Jason always had an interest in teaching. At the college level, he has experience as an ESL teaching assistant, lab assistant, and tutor. His role as a Teaching Fellow was an introduction to working with students in grades K-12. It opened up the possibility of teaching middle school in the future.

Shaping His Education Philosophy

Teaching Fellows collaborate closely with their peers and instructional coaches, who are licensed teachers who guide Fellows through their lesson plans. Jason benefited greatly from a community where so many are dedicated to education reform. Hearing other people’s opinions helped shape his philosophy on education. “In order to get to a point where we are collectively happy about education, we have to [do] things that have not been in the system for a long time,” he explains.

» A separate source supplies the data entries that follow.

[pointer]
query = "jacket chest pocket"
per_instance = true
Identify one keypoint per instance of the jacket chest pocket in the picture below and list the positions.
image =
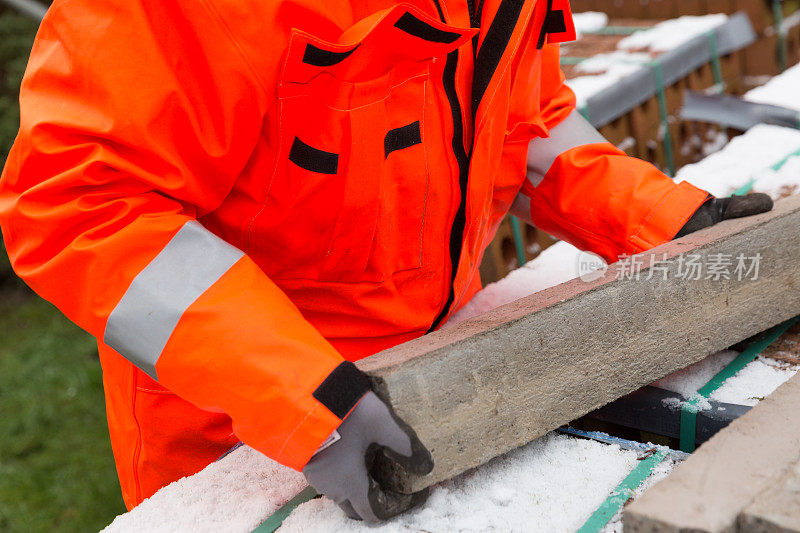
(351, 179)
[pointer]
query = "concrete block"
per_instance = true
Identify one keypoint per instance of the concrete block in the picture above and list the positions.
(493, 383)
(708, 491)
(777, 509)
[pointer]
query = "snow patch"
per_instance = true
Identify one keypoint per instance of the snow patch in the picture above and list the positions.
(745, 158)
(670, 34)
(589, 21)
(782, 90)
(553, 484)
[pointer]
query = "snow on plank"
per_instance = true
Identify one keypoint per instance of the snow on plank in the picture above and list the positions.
(709, 491)
(497, 381)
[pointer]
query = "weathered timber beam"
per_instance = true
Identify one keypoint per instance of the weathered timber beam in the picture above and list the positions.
(499, 380)
(713, 489)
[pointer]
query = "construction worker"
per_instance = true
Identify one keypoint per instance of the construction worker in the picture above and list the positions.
(239, 199)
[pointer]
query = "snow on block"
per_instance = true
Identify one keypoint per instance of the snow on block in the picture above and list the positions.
(499, 380)
(553, 484)
(751, 158)
(709, 491)
(781, 90)
(234, 494)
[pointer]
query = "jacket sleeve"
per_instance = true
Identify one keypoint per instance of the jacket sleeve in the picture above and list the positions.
(582, 189)
(137, 119)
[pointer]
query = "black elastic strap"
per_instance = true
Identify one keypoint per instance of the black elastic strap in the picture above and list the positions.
(419, 28)
(462, 158)
(494, 44)
(324, 58)
(342, 389)
(312, 159)
(555, 22)
(403, 137)
(543, 33)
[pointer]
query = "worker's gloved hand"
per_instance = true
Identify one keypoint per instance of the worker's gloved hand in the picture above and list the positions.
(342, 471)
(715, 210)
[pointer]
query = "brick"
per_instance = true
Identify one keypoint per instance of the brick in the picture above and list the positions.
(708, 491)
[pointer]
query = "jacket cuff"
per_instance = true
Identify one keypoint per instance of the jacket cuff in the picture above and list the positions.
(664, 221)
(335, 398)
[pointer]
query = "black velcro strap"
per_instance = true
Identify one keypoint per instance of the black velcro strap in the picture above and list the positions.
(342, 389)
(494, 45)
(312, 159)
(324, 58)
(419, 28)
(543, 33)
(403, 137)
(555, 23)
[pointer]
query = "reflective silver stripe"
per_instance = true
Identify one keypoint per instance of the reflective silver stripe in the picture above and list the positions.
(571, 132)
(143, 320)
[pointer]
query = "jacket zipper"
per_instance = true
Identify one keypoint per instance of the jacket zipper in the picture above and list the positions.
(459, 223)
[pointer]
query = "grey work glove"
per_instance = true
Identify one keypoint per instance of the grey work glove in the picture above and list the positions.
(342, 471)
(715, 210)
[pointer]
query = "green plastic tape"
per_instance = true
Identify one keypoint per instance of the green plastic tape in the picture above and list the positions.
(623, 492)
(690, 407)
(275, 520)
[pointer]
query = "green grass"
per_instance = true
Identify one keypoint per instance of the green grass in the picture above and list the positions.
(56, 467)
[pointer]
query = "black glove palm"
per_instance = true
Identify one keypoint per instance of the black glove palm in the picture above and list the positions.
(715, 210)
(342, 472)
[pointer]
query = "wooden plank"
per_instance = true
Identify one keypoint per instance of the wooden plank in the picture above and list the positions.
(777, 509)
(707, 492)
(493, 383)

Jason uses the example of managing students’ so-called “disruptive” behavior. “Am I behaviorally managing them because they are disruptive? Or maybe they are just expressing themselves in a way they want to over something that [is] unfair to them,” he comments. He suggests an alternative method of having students write their thoughts in a notebook whenever they want to share an idea; the teacher would then read the notes later and comment back to the student. This tactic would allow every student to voice their opinions in a specific way.

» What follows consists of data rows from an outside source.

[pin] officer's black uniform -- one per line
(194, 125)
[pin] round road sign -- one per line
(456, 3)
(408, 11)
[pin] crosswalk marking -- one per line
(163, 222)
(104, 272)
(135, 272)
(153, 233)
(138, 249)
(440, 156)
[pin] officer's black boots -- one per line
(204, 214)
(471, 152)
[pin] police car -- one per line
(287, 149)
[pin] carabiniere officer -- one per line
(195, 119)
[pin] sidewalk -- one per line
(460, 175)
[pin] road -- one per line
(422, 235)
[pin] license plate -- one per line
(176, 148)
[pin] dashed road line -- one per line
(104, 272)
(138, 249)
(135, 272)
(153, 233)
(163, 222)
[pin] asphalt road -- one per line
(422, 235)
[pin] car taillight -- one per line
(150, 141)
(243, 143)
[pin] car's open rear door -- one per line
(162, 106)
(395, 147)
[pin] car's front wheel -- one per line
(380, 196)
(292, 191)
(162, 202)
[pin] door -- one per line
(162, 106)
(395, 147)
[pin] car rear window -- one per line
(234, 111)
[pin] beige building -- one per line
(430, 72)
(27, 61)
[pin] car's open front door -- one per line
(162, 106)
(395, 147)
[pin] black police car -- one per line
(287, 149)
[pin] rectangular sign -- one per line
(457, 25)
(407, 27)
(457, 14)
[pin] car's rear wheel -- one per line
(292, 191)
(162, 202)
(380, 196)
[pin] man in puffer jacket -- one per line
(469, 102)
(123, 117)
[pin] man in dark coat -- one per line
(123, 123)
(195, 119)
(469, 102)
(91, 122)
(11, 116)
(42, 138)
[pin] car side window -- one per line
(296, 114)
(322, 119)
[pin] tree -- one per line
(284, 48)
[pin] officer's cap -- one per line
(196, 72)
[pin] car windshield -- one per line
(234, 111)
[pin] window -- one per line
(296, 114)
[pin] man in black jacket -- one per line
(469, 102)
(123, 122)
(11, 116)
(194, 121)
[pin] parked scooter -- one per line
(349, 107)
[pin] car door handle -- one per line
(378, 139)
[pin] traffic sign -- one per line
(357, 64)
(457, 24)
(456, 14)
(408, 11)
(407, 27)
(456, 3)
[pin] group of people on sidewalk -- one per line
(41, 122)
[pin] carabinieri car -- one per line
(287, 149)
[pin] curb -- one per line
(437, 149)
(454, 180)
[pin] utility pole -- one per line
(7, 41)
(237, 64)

A New Approach to Science Education

The idea of trying something different in the classroom helped Jason develop a new approach to science education. Instead of just focusing on pure content and facts, he believes science education should focus on applying the scientific method to real-life scenarios. “When it comes to science, you could figure it out – that’s the whole journey of science,” Jason says.

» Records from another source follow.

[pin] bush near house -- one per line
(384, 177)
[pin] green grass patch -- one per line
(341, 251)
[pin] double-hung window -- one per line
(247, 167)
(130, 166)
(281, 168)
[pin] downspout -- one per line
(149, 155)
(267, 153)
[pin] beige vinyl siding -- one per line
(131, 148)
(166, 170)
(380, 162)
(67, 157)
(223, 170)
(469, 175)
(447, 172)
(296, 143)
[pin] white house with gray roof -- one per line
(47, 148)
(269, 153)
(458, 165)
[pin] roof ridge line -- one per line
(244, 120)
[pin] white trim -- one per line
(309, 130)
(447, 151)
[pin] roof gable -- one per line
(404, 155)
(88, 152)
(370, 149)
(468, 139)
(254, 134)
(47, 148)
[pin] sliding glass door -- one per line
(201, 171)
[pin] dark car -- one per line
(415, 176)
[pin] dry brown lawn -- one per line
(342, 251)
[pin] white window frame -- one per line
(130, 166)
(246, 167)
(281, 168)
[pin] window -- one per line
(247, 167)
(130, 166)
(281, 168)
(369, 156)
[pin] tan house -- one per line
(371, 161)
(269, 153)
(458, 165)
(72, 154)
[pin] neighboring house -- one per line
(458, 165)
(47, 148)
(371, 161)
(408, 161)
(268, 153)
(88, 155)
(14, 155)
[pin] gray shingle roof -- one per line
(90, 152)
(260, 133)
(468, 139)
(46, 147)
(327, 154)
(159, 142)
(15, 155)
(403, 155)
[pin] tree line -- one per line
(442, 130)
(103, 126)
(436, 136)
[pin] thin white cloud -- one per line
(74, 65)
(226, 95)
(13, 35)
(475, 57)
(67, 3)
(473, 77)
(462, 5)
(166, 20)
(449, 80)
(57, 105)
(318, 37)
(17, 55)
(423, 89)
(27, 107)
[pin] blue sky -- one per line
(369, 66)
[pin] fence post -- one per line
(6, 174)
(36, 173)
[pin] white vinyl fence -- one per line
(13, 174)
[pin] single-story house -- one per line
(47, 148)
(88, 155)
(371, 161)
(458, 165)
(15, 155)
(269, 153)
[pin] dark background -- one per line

Jason witnessed this in action by having his class conduct an experiment with bacteria. Students swabbed various surfaces and watched what kind of bacteria grew on a plate. It was a memorable moment for Jason to see his students so engaged in scientific discovery. “The excitement on their faces was so unforgettable,” he remembers. “The further I went from testing and what traditional ‘American education’ has been, the more enjoyment my students were having.”

Looking Ahead

Jason will continue to explore his interests as he finishes his senior year. He serves as the president of the Alzheimer’s Foundation at UVA and interns at a research lab at the university hospital. He is considering teaching abroad, education research, or education technology as future career paths.

Even if he does not end up as a science teacher, this Teaching Fellow experience gave Jason skills that he can apply to any profession. “Learning about yourself is always a great thing,” he remarks. “Especially giving instructions as a leader, and I think a lot of people want to become leaders in some capacity.”